Enquanto eu não me lembro de todos os detalhes de minha agressão e consequências, nunca fui capaz de esquecer que o evento aconteceu. Graças à terapia como adulta, percebi o que era e que sou uma sobrevivente de agressão sexual. Meu perpetrador usou vergonha, constrangimento, manipulação e medo para me manter em silêncio. Mas não vou ficar quieto, nem agora nem nunca mais. Embora eu nunca tenha falado com ele novamente e não tenha planos de fazer isso, a distância me deu perspectiva e força.

A agressão sexual, agora eu sei, assume muitas formas: estupro, tentativa de estupro, toque sexual indesejado e ser forçado a praticar atos sexuais, para citar alguns. Mas não é fácil reconhecer a agressão sexual quando acontece, e isso leva a pessoa a questionar se ela realmente foi agredida.

Mesmo se você reconhecer o que aconteceu com você como agressão sexual, pode ser mais difícil para admitir que você foi uma vítima. Novamente, existe aquela espiral de culpa e vergonha. Você se faz um milhão de perguntas e pensa demais no que aconteceu: e se eu me vestisse ou agisse de maneira diferente? Talvez tenha sido minha culpa. A palavra “vítima” tem uma conotação negativa. Faz você se sentir mal, arruinado, fraco e como um idiota ou idiota. E se você se manifestar ou prestar queixa, provavelmente enfrentará ramificações sociais.

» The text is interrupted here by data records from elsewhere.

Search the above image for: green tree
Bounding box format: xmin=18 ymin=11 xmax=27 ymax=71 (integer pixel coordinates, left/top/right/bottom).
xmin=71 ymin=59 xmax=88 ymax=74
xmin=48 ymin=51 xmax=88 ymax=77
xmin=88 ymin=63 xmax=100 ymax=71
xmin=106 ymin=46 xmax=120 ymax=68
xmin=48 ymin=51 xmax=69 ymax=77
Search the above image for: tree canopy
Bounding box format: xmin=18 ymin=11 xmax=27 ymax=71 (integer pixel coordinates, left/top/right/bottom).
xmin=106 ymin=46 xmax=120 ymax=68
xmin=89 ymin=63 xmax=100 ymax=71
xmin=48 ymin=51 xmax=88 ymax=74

A agressão sexual pode deixar uma marca profunda. Ainda luto contra a intimidade e a auto-estima, de sentir que não sou 'bom o suficiente'. Minha voz é baixa quando falo; ele treme e oscila. Tenho dificuldade em dizer "pare" ou "não". Eu admito atos sexuais com meu marido quando não estou de bom humor porque meu corpo congela. Apesar de anos de terapia, o trauma residual ainda está lá. Eu também fico zangado perto dos homens; Eu presumo que não o melhor neles, mas o pior.

O que eu diria ao meu eu mais jovem ou a outro sobrevivente que foi ameaçado e coagido a fazer sexo ou ter um ato sexual? Você não fez nada errado. Quero que você saiba que não é mau, louco ou errado, e quer diga isso em voz alta ou não, quer se refira a isso como uma agressão ou não.